Bruno de Haas: Klaar om de vorige oorlog te winnen

Bruno de Haas: Klaar om de vorige oorlog te winnen

Bruno de Haas

Door Bruno de Haas, Manager Bestuursadvisering en Beleggingsstrateeg, Media Pensioen Diensten
 
Hoewel wij economen aannemen dat wij vooruitkijken, komen onze verwachtingen meestal voort uit ons kortetermijngeheugen. Wat kun je dus verwachten na decennia van dalende rente en inflatie? Wel, dat wij nu met zijn allen het inflatierisico onderschatten.

 
Het is inmiddels veertig jaar geleden dat Paul Volcker als Voorzitter van de FED de rente in een paar jaar tijd verdubbelde naar 20% en zo een eind maakte aan meer dan 10% inflatie. Voorbij was het tijdperk van stagflatie, de combinatie van hoge inflatie met hoge werkloosheid. Eerst trok de inflatie zich terug en met enige vertraging volgde de rente. Het wantrouwen van beleggers zat diep. Het duurde even voordat zij hun inflatieverwachting aanpasten.

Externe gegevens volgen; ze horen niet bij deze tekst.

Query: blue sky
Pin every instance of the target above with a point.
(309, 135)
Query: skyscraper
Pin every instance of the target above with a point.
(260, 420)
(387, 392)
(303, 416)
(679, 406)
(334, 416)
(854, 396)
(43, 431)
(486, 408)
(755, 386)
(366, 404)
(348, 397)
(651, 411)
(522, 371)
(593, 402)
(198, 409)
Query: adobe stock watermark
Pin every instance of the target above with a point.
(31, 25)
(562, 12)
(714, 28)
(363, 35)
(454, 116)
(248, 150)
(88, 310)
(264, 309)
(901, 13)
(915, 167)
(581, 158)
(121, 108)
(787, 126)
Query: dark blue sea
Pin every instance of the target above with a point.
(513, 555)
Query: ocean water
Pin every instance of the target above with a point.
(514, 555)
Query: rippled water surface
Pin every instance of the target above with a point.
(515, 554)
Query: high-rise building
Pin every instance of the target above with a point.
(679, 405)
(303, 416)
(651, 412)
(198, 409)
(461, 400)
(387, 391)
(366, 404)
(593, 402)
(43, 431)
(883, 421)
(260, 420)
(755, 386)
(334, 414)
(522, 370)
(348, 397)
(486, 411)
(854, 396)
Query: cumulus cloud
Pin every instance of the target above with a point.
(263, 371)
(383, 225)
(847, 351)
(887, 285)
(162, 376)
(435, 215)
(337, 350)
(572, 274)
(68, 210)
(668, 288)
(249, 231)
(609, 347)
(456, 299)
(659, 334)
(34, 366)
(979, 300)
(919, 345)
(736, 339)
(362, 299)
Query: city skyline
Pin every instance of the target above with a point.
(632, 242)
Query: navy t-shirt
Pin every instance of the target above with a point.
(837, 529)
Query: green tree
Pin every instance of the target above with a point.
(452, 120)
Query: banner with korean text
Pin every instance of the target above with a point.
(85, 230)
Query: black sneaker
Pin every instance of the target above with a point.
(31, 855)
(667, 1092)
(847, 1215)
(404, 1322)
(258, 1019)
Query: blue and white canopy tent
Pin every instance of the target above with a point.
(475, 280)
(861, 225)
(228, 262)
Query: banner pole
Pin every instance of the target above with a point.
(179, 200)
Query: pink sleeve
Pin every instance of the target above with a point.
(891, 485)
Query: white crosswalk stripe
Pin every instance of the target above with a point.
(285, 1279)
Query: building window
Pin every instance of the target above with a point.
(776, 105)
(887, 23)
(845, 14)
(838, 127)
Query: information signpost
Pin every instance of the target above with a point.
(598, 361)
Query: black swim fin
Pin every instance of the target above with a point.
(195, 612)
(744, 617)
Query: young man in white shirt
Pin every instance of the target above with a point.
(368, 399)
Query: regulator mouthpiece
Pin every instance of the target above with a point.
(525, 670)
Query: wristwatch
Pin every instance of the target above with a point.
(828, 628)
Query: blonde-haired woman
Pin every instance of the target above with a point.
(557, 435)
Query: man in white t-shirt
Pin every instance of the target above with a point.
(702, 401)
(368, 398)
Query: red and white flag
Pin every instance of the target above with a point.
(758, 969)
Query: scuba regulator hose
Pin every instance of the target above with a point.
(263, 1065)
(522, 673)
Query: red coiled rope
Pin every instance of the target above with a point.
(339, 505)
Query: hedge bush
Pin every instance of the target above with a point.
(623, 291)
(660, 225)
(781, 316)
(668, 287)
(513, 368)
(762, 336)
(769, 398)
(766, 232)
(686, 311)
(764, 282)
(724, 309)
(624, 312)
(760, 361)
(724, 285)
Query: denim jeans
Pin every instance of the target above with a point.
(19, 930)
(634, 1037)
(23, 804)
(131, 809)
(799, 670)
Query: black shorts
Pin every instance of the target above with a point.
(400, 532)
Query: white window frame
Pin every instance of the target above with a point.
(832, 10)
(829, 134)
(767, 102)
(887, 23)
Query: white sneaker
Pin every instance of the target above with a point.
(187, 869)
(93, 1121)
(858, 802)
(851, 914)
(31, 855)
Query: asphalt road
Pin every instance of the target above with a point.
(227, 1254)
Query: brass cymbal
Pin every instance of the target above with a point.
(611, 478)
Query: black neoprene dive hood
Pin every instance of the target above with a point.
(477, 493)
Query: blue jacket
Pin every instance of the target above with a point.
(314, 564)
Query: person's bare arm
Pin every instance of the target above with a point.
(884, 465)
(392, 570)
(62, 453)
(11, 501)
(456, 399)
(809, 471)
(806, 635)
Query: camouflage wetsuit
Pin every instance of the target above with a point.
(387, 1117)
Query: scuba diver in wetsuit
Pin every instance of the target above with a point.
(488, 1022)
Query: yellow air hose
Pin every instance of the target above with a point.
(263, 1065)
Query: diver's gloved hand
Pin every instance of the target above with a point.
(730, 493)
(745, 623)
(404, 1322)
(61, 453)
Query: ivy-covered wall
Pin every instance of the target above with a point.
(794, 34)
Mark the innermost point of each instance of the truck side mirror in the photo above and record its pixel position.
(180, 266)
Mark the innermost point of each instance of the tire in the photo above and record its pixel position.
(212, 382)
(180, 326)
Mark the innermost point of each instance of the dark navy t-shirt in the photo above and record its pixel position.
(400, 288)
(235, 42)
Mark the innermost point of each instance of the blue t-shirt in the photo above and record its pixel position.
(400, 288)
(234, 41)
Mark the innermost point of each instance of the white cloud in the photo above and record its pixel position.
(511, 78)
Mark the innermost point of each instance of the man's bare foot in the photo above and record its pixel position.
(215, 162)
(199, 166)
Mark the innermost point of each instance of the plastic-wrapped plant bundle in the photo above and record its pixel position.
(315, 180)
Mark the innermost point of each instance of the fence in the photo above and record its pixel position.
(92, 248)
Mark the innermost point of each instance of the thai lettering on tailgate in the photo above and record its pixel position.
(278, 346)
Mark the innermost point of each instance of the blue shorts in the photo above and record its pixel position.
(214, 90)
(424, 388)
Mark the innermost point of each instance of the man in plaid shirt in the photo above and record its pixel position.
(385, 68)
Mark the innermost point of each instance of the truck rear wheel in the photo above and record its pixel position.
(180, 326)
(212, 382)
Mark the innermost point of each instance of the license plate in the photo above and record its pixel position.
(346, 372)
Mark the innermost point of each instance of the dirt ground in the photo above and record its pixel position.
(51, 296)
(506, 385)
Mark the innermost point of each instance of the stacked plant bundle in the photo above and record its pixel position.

Het was niet alleen aan centrale bankiers te danken dat de inflatie verschrompelde. Vanaf de jaren negentig werden zij geholpen door een vloedgolf aan nieuwe arbeidskrachten in Oost-Europa, Rusland en vooral China, die de mondiale productiecapaciteit vergrootten. Bovendien kregen westerse ondernemingen toegang tot landen waar zij goedkoper goederen konden fabriceren. China deed daar zelf nog een schepje bovenop met zijn mercantilisme. Als prijsvechter, gewapend met overheidssubsidies en een ondergewaardeerde wisselkoers, verlaagde China wereldwijd de inflatie.

Westerse centrale banken hielden met hun beleid geen rekening met deze unieke aanbodschok. De meesten bleven mikken op een inflatiedoel van 2%. Dit getal is enigszins willekeurig, maar het stamt uit de tijd dat de Chinese reus nog sliep. Koersend op deze 2% lieten centrale banken de monetaire teugels eigenlijk te veel vieren. Daarmee stimuleerden zij zeepbellen in de kredietverlening, zeepbellen op de huizenmarkten en zeepbellen op de aandelenmarkten.

Telkens als zo’n zeepbel barstte, stimuleerden zij de kredietverlening met dubbele energie, uit angst voor een financiële crisis en deflatie. Zo ging het na de internetbubbel van eind jaren ‘90, na de grote kredietcrisis van 2007-2008, maar ook na de eurocrisis van 2011-2012. Inmiddels zit de wereld dieper in de schulden dan ooit. Dat is voor een klein deel te wijten aan de COVID-19-crisis, maar weerspiegelt vooral een trend die al decennia aan de gang is.

Sinds 2020 staan de monetaire sluizen wijder open dan ooit. Doel is te voorkomen dat de pandemie uitmondt in een depressie. De groei van de geldhoeveelheid in de Verenigde Staten, Europa en Japan bereikt intussen snelheden die wij lang niet hebben meegemaakt. Het zag er een tijdje naar uit dat die geldgroei geen hogere consumptieprijzen veroorzaakte. Maar in de Verenigde Staten bedraagt de inflatie nu 4%. Maak je geen zorgen, zo stelt de FED, dit is tijdelijk. Het gaat voorbij.

De voormalige Britse centrale bankier Charles Goodhart vertrouwt deze sussende woorden niet. Samen met Manoj Pradhan laat hij in ‘The Great Demographic Reversal’ zien dat de deflatoire meevaller uit China voorbij is. De komende decennia gaat het wereldwijde arbeidsaanbod afnemen. De wereldbevolking gaat vergrijzen. Centrale bankiers verliezen daarmee een bondgenoot.

Het gedachtegoed van Goodhart en Pradhan sijpelt nog niet door in de economische scenario’s die pensioenfondsen gebruiken voor hun beleggingsbeleid. Integendeel. Als je de rentevoorspellingen bekijkt, lijkt het op een wedstrijd wie de laagste rente durft te veronderstellen. Getekend door decennia van deflatie verwacht niemand dat centrale banken de controle over inflatie gaan verliezen. Wie zijn beleggingsportefeuille hierop inricht, kijkt de oude vijand recht in zijn ogen. Het risico is dat achter onze rug een nieuwe vijand dichterbij sluipt.

 

Bruno de Haas schreef deze column op persoonlijke titel. Het artikel geeft niet noodzakelijkerwijs de mening van MPD weer.